Advertisement
In Brief

Newsbites

Camellia sinensis (green tea) extract: potential harm to liver

Health professionals treating patients who have recently used products containing Camellia sinensis (green tea) extracts should be aware that these products have been associated with rare cases of harm to the liver, the TGA has advised. Patients who develop signs of liver problems should cease the product immediately and be followed up appropriately, it states. About 267 listed medicines in the Australian Register of Therapeutic Goods contain C. sinensis, most of which contain the product as concentrated extract. These products are often used to help with weight manage­ ment and a source of antioxidants. There have been reports worldwide of liver toxicity associated with C. sinensis use, although the incidence is rare and unpredictable. Twenty cases have been reported to the TGA, which does not consider a recall warranted as most C. sinensis use (including green tea in beverage form) is unlikely to cause harm.

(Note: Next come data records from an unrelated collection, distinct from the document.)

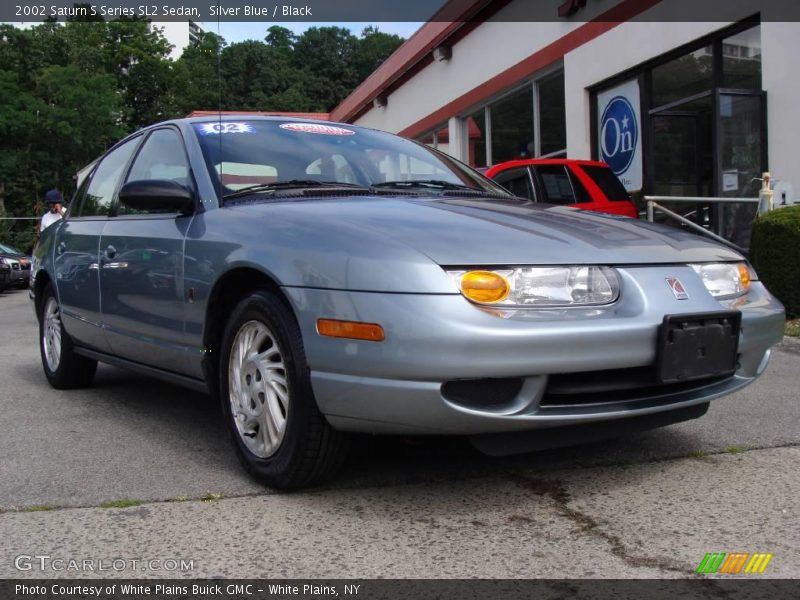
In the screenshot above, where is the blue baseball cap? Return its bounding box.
[44,189,64,204]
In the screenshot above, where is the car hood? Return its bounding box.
[245,197,742,266]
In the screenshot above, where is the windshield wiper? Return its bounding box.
[222,179,366,200]
[372,179,482,192]
[370,179,512,200]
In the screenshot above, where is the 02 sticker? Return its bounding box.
[280,123,356,135]
[196,123,255,135]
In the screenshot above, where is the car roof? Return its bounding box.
[486,158,609,172]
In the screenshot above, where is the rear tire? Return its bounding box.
[219,291,349,489]
[39,283,97,390]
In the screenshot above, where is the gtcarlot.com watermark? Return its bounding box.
[14,554,194,573]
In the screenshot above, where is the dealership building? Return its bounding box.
[331,0,800,218]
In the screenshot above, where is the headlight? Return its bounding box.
[448,266,619,307]
[689,263,756,300]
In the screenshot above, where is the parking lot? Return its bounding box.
[0,291,800,578]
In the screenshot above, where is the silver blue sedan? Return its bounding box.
[31,117,784,488]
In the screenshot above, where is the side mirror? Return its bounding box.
[119,179,194,214]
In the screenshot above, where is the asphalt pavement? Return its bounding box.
[0,291,800,578]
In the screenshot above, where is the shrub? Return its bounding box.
[750,206,800,317]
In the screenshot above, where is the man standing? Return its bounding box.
[39,190,64,231]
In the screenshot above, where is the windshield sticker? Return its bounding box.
[195,123,255,135]
[280,123,356,135]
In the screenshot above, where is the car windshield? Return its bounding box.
[193,120,511,198]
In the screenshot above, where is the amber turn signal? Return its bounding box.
[737,263,751,291]
[317,319,386,342]
[461,271,511,304]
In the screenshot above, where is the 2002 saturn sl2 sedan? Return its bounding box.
[31,117,784,488]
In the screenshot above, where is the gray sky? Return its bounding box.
[212,21,423,44]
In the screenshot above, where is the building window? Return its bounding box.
[417,125,450,154]
[489,85,536,163]
[653,46,714,106]
[462,70,567,167]
[536,71,567,156]
[722,26,761,90]
[464,108,490,167]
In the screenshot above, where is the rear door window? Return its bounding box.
[494,167,535,200]
[536,165,591,204]
[117,128,192,215]
[75,137,140,217]
[581,165,631,201]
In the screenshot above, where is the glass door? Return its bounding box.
[716,90,767,248]
[650,94,714,227]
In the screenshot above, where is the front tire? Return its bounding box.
[219,292,348,489]
[39,283,97,390]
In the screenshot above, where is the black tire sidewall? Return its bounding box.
[219,292,323,487]
[39,283,97,390]
[39,283,67,387]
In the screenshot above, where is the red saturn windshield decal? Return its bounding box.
[280,123,356,135]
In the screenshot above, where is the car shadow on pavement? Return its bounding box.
[4,361,698,504]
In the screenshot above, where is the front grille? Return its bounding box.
[539,366,732,407]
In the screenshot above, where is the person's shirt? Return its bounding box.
[40,210,61,231]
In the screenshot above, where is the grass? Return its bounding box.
[686,450,708,458]
[100,498,142,508]
[783,319,800,337]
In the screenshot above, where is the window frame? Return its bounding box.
[492,165,539,202]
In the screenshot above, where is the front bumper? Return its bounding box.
[285,266,784,434]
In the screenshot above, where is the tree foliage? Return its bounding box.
[0,17,403,249]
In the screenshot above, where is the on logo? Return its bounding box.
[600,96,639,176]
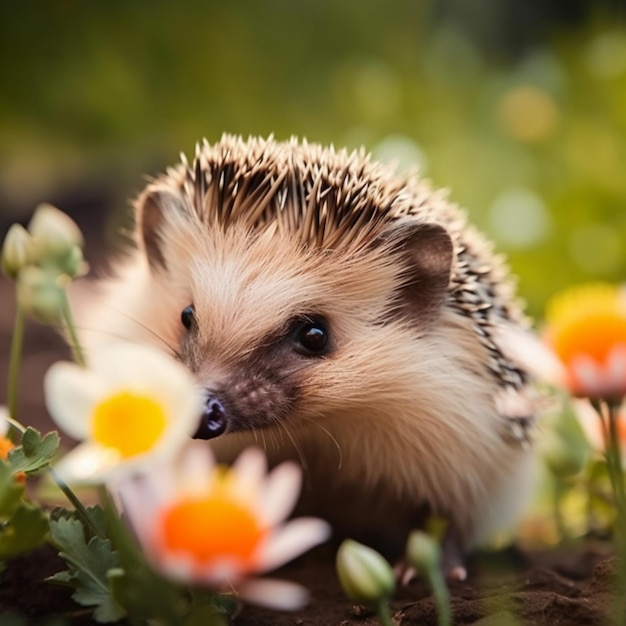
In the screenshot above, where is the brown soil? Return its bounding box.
[0,240,612,626]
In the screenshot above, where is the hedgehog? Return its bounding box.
[80,135,535,578]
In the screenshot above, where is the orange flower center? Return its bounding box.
[0,437,15,461]
[550,313,626,365]
[162,489,266,570]
[91,391,167,459]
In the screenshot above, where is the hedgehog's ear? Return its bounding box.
[135,186,185,270]
[384,222,454,325]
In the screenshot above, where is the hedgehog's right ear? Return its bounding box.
[135,186,185,270]
[383,221,454,326]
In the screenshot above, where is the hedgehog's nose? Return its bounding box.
[193,396,226,439]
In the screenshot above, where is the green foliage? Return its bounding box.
[0,502,48,561]
[0,454,24,521]
[9,427,59,474]
[48,502,229,626]
[50,518,126,623]
[0,461,48,562]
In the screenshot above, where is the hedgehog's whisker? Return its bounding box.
[85,306,182,360]
[278,420,309,472]
[304,417,343,470]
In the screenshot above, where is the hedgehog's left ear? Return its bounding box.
[383,221,454,325]
[135,184,186,270]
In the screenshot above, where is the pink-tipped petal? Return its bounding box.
[259,517,330,571]
[260,461,302,526]
[237,578,309,611]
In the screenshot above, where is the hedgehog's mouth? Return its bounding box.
[193,394,228,440]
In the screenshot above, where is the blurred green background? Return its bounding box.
[0,0,626,315]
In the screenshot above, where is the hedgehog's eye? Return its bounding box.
[292,317,330,356]
[180,304,194,330]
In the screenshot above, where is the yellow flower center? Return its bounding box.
[546,284,626,365]
[162,479,267,571]
[91,391,167,459]
[0,437,15,461]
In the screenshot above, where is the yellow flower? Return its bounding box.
[44,343,203,483]
[119,442,329,609]
[546,284,626,398]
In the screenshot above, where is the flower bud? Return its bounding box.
[17,266,63,324]
[56,246,89,278]
[406,530,441,575]
[337,539,396,606]
[28,204,83,260]
[2,224,33,279]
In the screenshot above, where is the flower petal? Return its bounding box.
[170,441,215,495]
[237,578,309,611]
[260,461,302,526]
[54,443,119,485]
[43,362,107,439]
[0,404,9,437]
[233,447,267,498]
[606,343,626,395]
[258,517,331,571]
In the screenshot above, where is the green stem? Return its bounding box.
[594,400,626,626]
[9,418,102,536]
[49,468,103,537]
[61,290,87,367]
[376,600,393,626]
[429,573,452,626]
[7,304,24,419]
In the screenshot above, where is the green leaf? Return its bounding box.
[50,519,126,623]
[0,460,24,521]
[9,426,59,474]
[0,502,48,560]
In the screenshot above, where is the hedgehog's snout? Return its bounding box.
[193,392,228,439]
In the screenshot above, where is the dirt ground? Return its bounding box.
[0,246,612,626]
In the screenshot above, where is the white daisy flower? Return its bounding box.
[44,343,203,483]
[119,442,330,610]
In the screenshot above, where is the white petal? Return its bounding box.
[0,404,9,437]
[43,362,107,439]
[261,462,302,526]
[259,517,330,571]
[607,344,626,395]
[177,441,215,494]
[54,443,119,485]
[237,578,309,611]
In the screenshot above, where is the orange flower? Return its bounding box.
[119,443,330,609]
[546,284,626,399]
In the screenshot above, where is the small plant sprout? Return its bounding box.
[28,204,84,270]
[1,224,33,280]
[44,342,203,484]
[119,442,330,610]
[406,530,452,626]
[337,539,396,626]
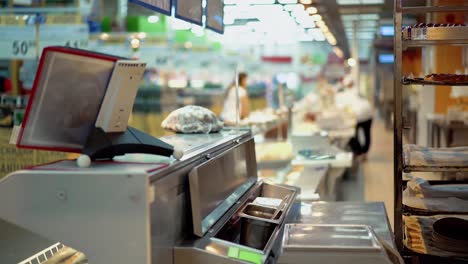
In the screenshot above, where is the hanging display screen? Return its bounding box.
[128,0,172,16]
[174,0,200,26]
[206,0,224,34]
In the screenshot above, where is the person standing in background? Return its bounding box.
[221,72,250,125]
[335,76,374,160]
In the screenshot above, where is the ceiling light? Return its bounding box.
[306,6,318,15]
[333,47,344,58]
[346,58,356,67]
[130,39,141,49]
[99,33,110,40]
[283,4,304,12]
[337,0,361,5]
[310,15,322,21]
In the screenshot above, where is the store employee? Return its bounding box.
[221,72,250,125]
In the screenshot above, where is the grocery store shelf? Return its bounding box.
[401,6,468,14]
[401,77,468,86]
[403,39,468,48]
[403,145,468,172]
[18,243,63,264]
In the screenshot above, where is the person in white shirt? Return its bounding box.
[221,72,250,125]
[335,77,374,158]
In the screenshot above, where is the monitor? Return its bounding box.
[17,47,120,152]
[379,54,395,64]
[206,0,224,34]
[129,0,172,16]
[174,0,203,26]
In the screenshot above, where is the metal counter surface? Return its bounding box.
[0,220,55,264]
[288,202,396,248]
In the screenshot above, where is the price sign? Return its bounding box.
[0,24,89,59]
[39,24,89,49]
[0,15,26,26]
[45,15,83,25]
[0,26,36,59]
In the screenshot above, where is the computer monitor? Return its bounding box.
[174,0,200,26]
[17,47,121,152]
[206,0,224,34]
[129,0,172,16]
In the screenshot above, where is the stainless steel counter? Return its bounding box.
[289,202,395,248]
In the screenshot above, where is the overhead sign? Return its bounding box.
[206,0,224,34]
[175,0,203,26]
[129,0,172,16]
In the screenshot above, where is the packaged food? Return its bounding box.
[161,105,224,134]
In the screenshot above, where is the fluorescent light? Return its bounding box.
[362,0,384,5]
[333,47,344,58]
[337,0,384,5]
[283,4,304,12]
[224,0,275,5]
[306,6,318,15]
[99,33,110,40]
[190,24,205,37]
[310,14,322,21]
[337,0,361,5]
[346,58,357,67]
[148,16,159,24]
[360,14,380,20]
[130,39,140,49]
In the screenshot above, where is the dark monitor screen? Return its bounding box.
[17,47,118,152]
[206,0,224,34]
[174,0,203,26]
[129,0,172,16]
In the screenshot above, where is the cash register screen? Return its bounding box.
[18,49,115,152]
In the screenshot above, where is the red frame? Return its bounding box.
[16,46,123,153]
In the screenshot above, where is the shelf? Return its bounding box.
[18,243,63,264]
[401,6,468,14]
[403,214,468,258]
[403,145,468,172]
[401,77,468,86]
[402,39,468,48]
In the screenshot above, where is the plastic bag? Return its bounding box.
[161,105,224,134]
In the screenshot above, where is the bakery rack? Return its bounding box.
[394,0,468,256]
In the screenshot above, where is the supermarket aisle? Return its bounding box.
[361,118,393,227]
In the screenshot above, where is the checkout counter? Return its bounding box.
[0,48,401,264]
[0,131,393,263]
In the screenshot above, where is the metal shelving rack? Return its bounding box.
[394,0,468,255]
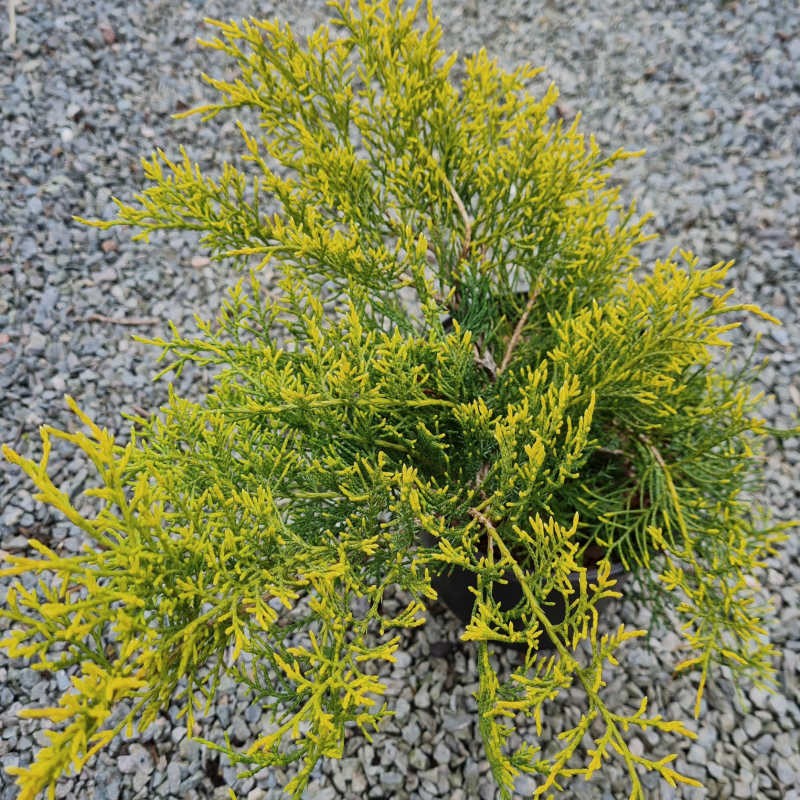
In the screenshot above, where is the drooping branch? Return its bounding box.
[497,289,539,377]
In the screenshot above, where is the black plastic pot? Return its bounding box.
[432,563,626,650]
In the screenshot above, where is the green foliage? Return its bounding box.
[0,0,792,800]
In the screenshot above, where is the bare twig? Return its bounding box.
[81,314,161,326]
[497,290,539,375]
[442,172,475,261]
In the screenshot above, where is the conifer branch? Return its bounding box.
[497,289,539,377]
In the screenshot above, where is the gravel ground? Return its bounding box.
[0,0,800,800]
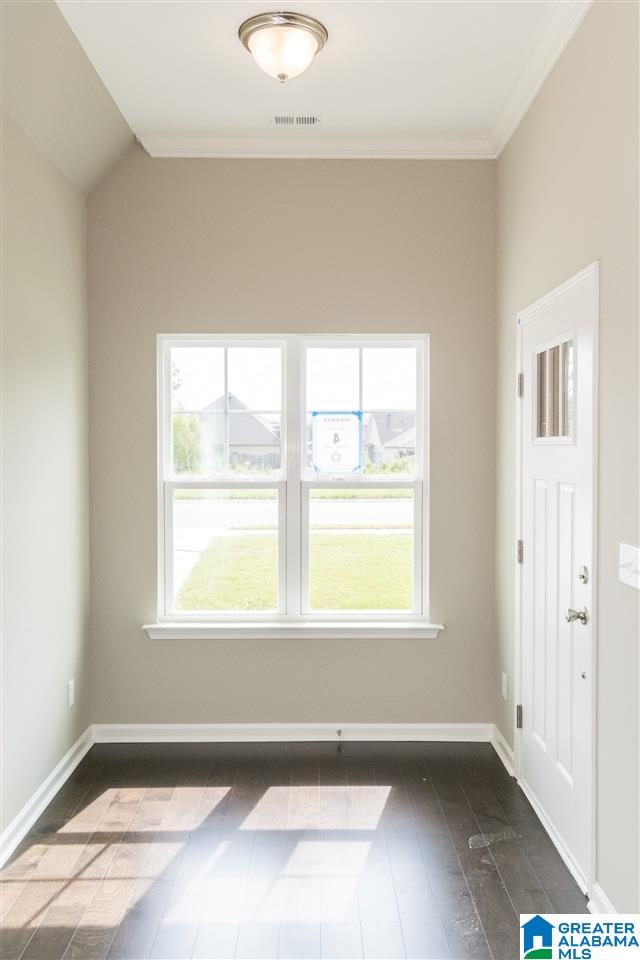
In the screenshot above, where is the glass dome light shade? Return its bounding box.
[238,11,328,83]
[248,24,318,82]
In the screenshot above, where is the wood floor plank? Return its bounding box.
[0,742,586,960]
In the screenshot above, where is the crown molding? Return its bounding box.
[138,130,495,160]
[488,0,593,157]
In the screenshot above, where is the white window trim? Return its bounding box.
[142,334,444,640]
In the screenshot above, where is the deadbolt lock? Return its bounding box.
[564,607,589,626]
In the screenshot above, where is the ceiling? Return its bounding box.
[57,0,590,157]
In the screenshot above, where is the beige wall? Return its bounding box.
[496,2,640,911]
[0,0,133,192]
[1,115,90,828]
[89,154,495,722]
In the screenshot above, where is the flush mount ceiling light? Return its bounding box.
[238,12,329,83]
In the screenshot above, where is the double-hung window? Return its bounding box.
[146,335,439,637]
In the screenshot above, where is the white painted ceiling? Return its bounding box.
[58,0,589,156]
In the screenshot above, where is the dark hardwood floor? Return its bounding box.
[0,742,586,960]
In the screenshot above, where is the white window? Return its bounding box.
[147,336,438,636]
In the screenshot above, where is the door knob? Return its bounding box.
[564,607,589,626]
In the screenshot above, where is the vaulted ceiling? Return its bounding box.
[57,0,589,157]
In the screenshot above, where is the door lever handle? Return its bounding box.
[564,607,589,626]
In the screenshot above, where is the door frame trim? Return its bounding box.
[513,260,600,895]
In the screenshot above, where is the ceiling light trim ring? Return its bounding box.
[238,10,329,53]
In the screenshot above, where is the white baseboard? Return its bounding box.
[518,778,588,894]
[93,723,494,743]
[588,883,618,913]
[0,726,94,867]
[491,724,516,777]
[0,723,536,872]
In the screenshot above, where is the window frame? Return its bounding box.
[152,334,442,636]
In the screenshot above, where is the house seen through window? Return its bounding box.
[160,337,426,619]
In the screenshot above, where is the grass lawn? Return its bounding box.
[174,486,413,500]
[176,530,413,610]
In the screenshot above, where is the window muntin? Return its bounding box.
[159,336,427,621]
[535,338,575,441]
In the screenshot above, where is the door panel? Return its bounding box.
[519,265,598,885]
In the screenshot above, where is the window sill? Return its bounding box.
[142,620,444,640]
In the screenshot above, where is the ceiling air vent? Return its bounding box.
[273,114,320,127]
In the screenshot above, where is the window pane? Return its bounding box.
[171,347,224,411]
[562,340,575,437]
[547,347,560,437]
[229,412,280,478]
[307,347,360,410]
[173,490,278,613]
[536,350,547,437]
[309,487,414,611]
[171,413,225,477]
[362,346,416,410]
[228,347,282,410]
[363,411,416,476]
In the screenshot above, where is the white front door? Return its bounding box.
[518,264,598,887]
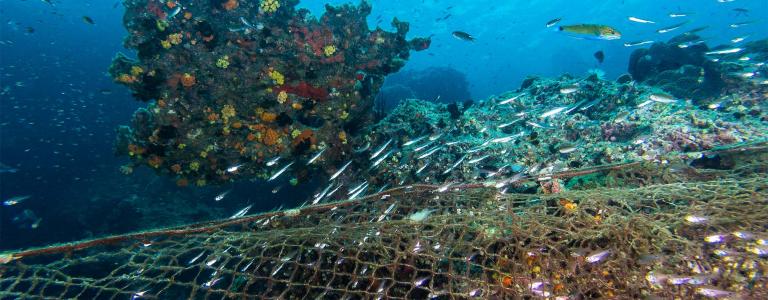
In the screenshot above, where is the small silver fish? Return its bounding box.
[3,195,32,206]
[352,142,371,153]
[539,106,568,119]
[498,93,525,105]
[349,182,368,199]
[704,48,744,55]
[557,145,578,154]
[584,250,611,264]
[229,205,253,219]
[267,156,280,167]
[435,182,454,193]
[371,149,395,169]
[496,118,523,129]
[728,21,754,28]
[227,164,243,173]
[418,145,443,159]
[565,99,587,115]
[637,100,656,108]
[656,21,688,33]
[467,154,491,164]
[312,182,333,205]
[731,35,749,44]
[213,190,232,201]
[403,135,429,147]
[370,138,392,159]
[624,40,654,47]
[267,162,293,181]
[165,5,181,20]
[579,98,603,111]
[443,154,467,174]
[416,160,432,174]
[560,83,579,95]
[525,121,552,129]
[452,31,475,42]
[187,250,205,265]
[307,148,328,165]
[545,18,563,27]
[648,93,677,103]
[328,160,352,181]
[413,141,435,152]
[347,180,368,195]
[627,17,656,24]
[696,287,733,298]
[677,40,705,49]
[669,12,690,18]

WHO global action plan on physical activity launched

A 15% reduction in the global prevalence of physical inactivity in adults and adolescents by 2030 is the goal of the WHO’s recently launched Global Action Plan for Physical Activity and Health 2018­2030. Worldwide, one in five adults and four out of five adolescents (11­17 years) do not do enough exercise, with girls, women, older adults, poorer people, people with disabilities, marginalised populations and indigenous people having fewer opportunities to be active, the WHO said. The action plan recommends a set of 20 policy areas that aim to create more active societies. According to the Heart Foundation of Australia, inactivity causes 10 to 20% of the disease burden in Australia; increases the risk of cancer, heart disease, stroke and diabetes by 25 to 30%; and shortens lifespan by two to five years.